The use of a preoperative carbohydrate drink for paediatric spinal fusion patients is not only safe, but significantly improves time to return of bowel function and leads to a positive increase in postoperative comfort levels. This is according to new research which was presented by Jennifer M Bauer (Seattle Children’s Hospital, Seattle, USA) at the Scoliosis Research Society’s (SRS) 57th annual meeting (14–17 September 2022; Stockholm, Sweden), where it won the Louis A. Goldstein Best Clinical Research Poster award.
As rapid discharge protocols for paediatric spine fusion shorten stays, gastrointestinal (GI) limitations including constipation, emesis, and paralytic ileus are uncovered and cause delays in discharge or readmission, note the study authors. A preoperative carbohydrate drink has been shown to improve perioperative GI symptoms and function return in some patients, but has not been examined in paediatric nor spine patients, they add.
Bauer et al prospectively randomised American Society of Anaesthesiologists (ASA) 1+2 classification paediatric spine fusion patients who were above seven years of age to either pre-anaesthesia carbohydrate drink which was consumed two hours prior to surgery, or to a control group of standard eight hour nothing by mouth (nil per os [NPO]).
Time to return of flatus and first bowel movement, as well as GI symptoms such as emesis events or extra GI treatment such as suppository, were documented.
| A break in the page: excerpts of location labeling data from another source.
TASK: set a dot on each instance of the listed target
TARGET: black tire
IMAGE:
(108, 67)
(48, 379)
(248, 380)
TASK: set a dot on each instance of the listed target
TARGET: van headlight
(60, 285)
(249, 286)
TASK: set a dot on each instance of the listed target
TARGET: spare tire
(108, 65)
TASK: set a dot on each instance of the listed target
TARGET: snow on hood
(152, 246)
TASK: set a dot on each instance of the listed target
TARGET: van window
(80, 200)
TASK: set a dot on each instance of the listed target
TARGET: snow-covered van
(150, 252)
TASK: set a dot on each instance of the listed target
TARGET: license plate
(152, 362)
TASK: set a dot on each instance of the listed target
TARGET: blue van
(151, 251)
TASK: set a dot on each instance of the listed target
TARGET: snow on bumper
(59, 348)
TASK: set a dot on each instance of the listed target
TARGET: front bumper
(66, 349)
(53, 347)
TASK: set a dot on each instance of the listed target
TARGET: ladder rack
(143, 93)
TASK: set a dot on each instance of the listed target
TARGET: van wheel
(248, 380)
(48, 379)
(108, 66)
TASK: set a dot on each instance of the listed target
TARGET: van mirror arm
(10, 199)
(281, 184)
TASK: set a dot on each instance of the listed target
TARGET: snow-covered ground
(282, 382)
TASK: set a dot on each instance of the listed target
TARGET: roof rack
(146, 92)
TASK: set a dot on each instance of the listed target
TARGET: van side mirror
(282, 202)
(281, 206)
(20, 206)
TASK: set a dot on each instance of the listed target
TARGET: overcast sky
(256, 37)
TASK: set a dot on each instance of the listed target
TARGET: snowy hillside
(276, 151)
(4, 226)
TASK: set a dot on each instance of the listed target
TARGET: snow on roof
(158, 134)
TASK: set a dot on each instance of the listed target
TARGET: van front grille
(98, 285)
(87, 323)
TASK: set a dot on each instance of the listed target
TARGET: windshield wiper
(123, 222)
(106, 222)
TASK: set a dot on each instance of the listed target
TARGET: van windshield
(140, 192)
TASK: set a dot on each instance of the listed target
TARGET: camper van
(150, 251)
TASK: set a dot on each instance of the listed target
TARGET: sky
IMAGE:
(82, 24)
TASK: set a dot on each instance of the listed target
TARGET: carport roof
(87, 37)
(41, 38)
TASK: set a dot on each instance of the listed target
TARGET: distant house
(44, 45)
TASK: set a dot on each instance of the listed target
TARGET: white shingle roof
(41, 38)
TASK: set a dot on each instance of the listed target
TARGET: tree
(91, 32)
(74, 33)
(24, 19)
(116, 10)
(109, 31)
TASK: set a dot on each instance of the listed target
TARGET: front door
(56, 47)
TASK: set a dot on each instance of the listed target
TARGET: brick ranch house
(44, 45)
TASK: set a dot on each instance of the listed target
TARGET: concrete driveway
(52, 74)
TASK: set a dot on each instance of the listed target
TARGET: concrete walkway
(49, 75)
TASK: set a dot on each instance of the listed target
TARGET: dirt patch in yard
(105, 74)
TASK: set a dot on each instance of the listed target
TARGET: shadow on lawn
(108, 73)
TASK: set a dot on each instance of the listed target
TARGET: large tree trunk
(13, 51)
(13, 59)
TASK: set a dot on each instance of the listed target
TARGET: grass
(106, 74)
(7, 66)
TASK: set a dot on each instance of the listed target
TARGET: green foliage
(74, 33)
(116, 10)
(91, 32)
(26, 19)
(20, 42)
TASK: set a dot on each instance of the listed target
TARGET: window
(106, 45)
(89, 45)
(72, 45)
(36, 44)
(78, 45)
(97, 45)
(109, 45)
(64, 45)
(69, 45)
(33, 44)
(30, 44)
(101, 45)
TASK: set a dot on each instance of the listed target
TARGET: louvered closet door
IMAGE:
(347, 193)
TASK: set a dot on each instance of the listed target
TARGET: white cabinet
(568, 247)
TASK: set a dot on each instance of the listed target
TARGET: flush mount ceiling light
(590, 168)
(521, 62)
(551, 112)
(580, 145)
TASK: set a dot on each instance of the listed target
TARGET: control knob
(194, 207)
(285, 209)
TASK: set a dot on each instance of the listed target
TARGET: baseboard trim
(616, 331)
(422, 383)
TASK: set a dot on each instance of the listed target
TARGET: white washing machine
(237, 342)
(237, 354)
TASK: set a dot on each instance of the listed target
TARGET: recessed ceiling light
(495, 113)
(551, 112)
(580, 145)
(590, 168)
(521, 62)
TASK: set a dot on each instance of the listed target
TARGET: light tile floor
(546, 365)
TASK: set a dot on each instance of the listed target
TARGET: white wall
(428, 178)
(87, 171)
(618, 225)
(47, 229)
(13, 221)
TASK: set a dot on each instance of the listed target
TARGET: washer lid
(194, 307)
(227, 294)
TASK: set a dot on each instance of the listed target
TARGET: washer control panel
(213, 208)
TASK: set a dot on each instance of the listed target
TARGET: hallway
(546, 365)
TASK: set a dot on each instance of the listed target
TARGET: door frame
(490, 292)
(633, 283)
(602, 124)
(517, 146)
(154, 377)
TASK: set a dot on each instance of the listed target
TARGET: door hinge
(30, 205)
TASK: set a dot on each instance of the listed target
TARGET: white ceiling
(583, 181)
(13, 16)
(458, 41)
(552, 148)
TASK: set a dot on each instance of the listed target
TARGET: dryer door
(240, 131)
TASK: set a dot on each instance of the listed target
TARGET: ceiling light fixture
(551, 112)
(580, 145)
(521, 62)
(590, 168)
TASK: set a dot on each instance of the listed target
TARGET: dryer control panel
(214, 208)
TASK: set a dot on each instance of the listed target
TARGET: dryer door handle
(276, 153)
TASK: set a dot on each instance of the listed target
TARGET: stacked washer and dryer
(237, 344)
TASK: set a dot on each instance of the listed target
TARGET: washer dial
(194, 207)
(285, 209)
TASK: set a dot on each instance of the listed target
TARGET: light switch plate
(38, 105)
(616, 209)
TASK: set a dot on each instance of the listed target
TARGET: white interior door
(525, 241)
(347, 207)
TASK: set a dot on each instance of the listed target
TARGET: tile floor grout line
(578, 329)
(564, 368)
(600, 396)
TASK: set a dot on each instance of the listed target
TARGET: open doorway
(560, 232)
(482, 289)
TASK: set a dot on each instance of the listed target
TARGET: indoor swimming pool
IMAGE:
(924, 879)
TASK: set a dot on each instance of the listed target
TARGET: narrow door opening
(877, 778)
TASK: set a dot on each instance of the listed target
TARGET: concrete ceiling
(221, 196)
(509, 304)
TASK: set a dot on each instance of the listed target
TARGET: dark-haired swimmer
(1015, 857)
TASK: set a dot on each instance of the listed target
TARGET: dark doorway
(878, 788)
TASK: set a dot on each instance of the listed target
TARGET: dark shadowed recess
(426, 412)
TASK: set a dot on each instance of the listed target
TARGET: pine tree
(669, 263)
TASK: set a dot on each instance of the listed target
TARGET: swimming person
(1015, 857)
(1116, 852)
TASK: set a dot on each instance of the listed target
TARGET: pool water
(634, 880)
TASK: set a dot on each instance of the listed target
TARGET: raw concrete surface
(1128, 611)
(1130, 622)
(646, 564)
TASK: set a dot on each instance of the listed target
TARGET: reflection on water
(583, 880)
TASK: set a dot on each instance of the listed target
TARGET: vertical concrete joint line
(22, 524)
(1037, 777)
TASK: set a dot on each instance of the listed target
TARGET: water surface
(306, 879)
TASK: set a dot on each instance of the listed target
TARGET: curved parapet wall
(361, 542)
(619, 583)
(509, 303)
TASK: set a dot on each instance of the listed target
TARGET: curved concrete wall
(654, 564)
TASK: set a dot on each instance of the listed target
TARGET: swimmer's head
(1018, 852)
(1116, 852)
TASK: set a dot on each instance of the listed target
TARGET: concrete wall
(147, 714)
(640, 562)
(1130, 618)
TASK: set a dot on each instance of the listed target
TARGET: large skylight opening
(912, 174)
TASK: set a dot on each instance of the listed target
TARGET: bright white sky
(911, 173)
Comfort scores were also collected preoperatively and twice daily for 72 hours postop or until discharge, as well as standard spine surgery related variables, morphine equivalents, and patient reported outcomes.
The study included 14 patients who were randomised to the control group and 20 to the carbohydrate drink group. The findings showed that there was no significant difference between the groups in total anaesthesia duration, with the carbohydrate drink group averaging 1.9 fewer levels fused (p=0.38) and 72cc less EVL (p=0.13).
There were no perioperative aspiration or other anaesthetic complications related to ingestion of the preoperative drink. The group that received the drink also had earlier return of flatus, with 69% vs. 33% return at 24 hours (p=0.04), and 100% by 48 hours vs. 100% by 72 hours.
In addition, there was no difference in return of bowel movement prior to discharge (15% drink vs. 14% control, p=0.9). Preoperative and 12-hour postoperative comfort scores were no different, but the drink group reported less nausea on a 0–100 scale at 24 hours (p=0.03), and less anxiety at both 24 hours (p=0.001) and 36 hours (p=0.017).
Speaking to Spinal News International, Bauer said: “Looking at ways to optimise our patients’ perioperative course is important. As in this case, we may be able to learn from other specialties’ strategies with our anaesthesia teams and adapt them to our patients.
“This was only a small pilot study, and thus more research should be done, but a pre-op carbohydrate drink for our patients was safe, and may help their recovery.”